Katharina Cavano l Palladium - Feb 04 2026
“This is Everyone’s Problem”: UK Classifies Biodiversity Loss as a National Security Threat

The UK government recently issued a stark warning that global biodiversity loss and the accelerating collapse of critical ecosystems pose a direct threat to national security, food supplies, and economic stability. The new National Security Assessment on Global Biodiversity Loss, Ecosystem Collapse and National Security, published by the Department for Environment, Food & Rural Affairs, outlines a “reasonable worst-case scenario” in which the decline of the world’s most important ecosystems triggers geopolitical instability, supply chain shocks, and existential risks to the UK’s prosperity.

The report identifies six ecosystems of strategic importance—including the Amazon and Congo rainforests, boreal forests, the Himalayas, and South East Asia’s coral reefs and mangroves—and warns that all are on a pathway to collapse if current degradation continues. Severe depletion could drive water insecurity, reduced crop yields, fisheries collapse, and the spread of novel zoonotic diseases, with implications reaching UK shores through disrupted global markets and heightened competition for resources.

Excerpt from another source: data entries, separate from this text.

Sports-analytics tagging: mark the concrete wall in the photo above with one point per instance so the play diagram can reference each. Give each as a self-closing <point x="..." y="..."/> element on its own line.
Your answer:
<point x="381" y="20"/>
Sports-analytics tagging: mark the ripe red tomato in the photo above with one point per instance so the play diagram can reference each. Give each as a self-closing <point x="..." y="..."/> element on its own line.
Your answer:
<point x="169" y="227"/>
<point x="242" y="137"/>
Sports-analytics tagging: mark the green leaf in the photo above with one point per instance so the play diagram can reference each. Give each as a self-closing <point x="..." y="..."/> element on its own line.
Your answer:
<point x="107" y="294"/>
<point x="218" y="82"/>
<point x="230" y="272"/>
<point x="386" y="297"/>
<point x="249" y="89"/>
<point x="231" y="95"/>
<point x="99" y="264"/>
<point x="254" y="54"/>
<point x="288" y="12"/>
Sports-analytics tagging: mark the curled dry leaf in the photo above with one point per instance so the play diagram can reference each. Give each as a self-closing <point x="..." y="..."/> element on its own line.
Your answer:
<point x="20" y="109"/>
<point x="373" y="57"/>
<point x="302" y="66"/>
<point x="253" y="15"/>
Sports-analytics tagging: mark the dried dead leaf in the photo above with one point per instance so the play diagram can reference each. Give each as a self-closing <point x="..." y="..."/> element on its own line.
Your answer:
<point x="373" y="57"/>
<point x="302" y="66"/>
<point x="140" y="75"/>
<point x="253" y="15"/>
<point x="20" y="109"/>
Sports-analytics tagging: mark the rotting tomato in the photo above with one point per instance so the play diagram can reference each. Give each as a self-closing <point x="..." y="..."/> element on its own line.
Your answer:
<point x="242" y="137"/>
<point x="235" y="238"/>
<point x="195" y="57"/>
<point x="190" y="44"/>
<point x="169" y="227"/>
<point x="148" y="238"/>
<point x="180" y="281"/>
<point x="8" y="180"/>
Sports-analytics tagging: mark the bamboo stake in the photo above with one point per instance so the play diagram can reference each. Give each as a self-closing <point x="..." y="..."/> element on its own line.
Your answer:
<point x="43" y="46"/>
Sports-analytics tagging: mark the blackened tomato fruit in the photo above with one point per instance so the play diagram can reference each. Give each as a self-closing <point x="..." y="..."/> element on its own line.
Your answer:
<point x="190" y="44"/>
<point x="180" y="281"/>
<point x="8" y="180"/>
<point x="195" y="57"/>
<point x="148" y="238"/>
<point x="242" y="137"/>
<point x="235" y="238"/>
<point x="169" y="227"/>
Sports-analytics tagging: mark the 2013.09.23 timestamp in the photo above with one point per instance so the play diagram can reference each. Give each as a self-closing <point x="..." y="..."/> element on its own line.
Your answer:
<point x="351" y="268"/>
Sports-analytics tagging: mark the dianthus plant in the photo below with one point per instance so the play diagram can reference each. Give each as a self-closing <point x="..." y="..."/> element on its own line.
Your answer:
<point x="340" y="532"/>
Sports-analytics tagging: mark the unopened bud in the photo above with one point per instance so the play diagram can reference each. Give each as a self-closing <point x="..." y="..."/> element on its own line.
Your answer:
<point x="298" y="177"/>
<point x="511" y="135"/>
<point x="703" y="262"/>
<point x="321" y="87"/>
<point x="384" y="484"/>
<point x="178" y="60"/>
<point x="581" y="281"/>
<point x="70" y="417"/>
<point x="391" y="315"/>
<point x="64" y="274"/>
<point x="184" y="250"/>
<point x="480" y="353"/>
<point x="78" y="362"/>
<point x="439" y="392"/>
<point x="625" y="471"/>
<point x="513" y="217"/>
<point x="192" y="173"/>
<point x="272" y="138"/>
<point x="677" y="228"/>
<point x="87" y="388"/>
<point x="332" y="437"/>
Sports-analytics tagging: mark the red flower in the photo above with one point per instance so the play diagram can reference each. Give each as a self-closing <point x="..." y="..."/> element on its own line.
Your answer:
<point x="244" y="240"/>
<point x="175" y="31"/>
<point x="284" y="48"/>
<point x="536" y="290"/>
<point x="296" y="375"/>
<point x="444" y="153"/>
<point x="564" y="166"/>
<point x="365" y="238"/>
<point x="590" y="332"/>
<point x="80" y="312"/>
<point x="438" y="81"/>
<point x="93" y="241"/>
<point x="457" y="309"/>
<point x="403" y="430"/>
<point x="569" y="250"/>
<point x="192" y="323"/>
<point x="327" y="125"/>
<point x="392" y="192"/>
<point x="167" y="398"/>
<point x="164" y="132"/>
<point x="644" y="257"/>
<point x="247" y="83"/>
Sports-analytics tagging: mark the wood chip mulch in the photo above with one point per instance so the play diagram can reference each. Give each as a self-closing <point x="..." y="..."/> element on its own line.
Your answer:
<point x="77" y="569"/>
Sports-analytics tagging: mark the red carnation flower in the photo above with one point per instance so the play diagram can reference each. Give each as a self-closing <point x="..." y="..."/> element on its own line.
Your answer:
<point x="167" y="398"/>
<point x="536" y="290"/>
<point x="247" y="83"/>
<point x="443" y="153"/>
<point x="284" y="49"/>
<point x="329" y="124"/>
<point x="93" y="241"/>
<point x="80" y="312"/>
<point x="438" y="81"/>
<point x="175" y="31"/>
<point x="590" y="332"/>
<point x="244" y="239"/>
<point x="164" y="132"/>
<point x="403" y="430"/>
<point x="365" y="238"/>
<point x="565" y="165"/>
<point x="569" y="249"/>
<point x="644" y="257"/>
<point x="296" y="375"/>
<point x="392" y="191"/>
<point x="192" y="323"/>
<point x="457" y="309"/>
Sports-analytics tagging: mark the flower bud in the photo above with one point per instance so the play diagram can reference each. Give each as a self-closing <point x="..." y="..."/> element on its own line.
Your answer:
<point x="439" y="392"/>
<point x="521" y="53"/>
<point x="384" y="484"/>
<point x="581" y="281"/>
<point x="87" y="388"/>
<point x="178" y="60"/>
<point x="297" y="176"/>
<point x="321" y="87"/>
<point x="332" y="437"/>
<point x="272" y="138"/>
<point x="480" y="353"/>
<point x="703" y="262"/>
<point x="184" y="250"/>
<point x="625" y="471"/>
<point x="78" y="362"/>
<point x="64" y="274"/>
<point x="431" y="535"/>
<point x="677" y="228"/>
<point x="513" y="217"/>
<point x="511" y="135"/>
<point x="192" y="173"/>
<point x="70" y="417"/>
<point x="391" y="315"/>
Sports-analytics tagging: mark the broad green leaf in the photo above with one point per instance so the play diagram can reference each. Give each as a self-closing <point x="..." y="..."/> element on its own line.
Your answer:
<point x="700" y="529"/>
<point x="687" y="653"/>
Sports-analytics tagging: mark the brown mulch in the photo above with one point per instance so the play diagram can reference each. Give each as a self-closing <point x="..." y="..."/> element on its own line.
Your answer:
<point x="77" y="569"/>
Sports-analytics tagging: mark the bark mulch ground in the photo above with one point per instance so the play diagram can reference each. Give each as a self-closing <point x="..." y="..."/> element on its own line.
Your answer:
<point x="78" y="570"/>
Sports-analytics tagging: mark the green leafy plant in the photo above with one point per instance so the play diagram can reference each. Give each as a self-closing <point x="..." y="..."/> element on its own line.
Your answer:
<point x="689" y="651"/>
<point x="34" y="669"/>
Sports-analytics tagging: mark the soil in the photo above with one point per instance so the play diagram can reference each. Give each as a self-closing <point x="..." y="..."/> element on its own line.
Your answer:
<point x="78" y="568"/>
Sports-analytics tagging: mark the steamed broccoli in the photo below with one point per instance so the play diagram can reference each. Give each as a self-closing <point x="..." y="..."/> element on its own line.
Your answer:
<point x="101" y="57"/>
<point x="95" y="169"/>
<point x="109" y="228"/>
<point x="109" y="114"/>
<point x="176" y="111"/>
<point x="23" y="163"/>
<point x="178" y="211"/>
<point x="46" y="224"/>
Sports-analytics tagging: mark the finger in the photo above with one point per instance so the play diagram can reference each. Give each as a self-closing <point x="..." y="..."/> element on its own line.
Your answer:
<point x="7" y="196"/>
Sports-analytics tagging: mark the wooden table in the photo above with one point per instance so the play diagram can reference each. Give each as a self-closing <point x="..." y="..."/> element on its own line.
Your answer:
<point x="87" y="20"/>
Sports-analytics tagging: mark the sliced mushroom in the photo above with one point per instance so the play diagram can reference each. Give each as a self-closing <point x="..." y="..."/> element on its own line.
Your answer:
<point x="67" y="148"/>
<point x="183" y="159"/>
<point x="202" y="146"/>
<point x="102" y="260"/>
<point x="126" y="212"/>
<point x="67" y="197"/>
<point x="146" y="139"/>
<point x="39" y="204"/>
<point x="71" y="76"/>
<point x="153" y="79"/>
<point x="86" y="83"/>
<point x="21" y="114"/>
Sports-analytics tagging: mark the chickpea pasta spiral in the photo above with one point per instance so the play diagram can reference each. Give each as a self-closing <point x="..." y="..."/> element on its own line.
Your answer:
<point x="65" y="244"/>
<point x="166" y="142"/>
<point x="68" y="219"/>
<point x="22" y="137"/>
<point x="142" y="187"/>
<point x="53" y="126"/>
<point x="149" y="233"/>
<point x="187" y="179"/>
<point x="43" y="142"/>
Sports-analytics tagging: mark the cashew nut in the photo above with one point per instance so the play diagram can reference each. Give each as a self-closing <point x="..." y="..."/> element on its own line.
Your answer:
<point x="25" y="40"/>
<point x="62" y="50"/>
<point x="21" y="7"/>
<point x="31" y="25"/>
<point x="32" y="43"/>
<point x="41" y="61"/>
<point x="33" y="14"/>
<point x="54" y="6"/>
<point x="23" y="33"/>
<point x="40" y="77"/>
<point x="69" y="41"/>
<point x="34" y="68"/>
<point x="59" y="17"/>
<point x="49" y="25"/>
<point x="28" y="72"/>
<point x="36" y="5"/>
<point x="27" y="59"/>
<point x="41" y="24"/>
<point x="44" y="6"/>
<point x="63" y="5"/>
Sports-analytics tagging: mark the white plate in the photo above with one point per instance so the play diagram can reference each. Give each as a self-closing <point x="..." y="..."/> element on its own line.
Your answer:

The assessment stops short of policy prescriptions, but its conclusions are unambiguous: without major intervention to halt ecosystem decline, cascading risks will intensify, threatening the UK’s food security and international stability. The document’s unusually plain language and security framing have attracted attention across the environmental and resilience communities.

Naomi Conway, Palladium’s UK Nature Director, says the clarity of the report is precisely what is needed. “It’s being applauded for being a plain, clearspeaking piece,” she says. “For the right reasons. We see the consequences of biodiversity loss every day, especially in food production. We work with farmers and estate managers in England and Scotland who are already experiencing increased levels of flooding, drought or wildfire that’s affecting their productivity,” she says.

“In my view, it is positive that these very real threats are now acknowledged at the highest level.”

The assessment echoes a growing shift in global thinking, treating nature not as a luxury but as vital infrastructure, a foundation of food, water, clean air, and economic stability. That framing has “picked up in the last year,” Conway notes, and reflects a “growing understanding of nature as critical infrastructure… something fundamental rather than nice to have. Because once it degrades, it affects our security.”

The government’s boldest line in the report: “countries best placed to adapt are those that invest in ecosystem protection and restoration,” lands as common sense to many in the natural capital sector. “For us, it’s heartening to see this statement,” Conway says. “It presents efforts to protect and restore nature as something that delivers an adaptation advantage, something that is an easy win.”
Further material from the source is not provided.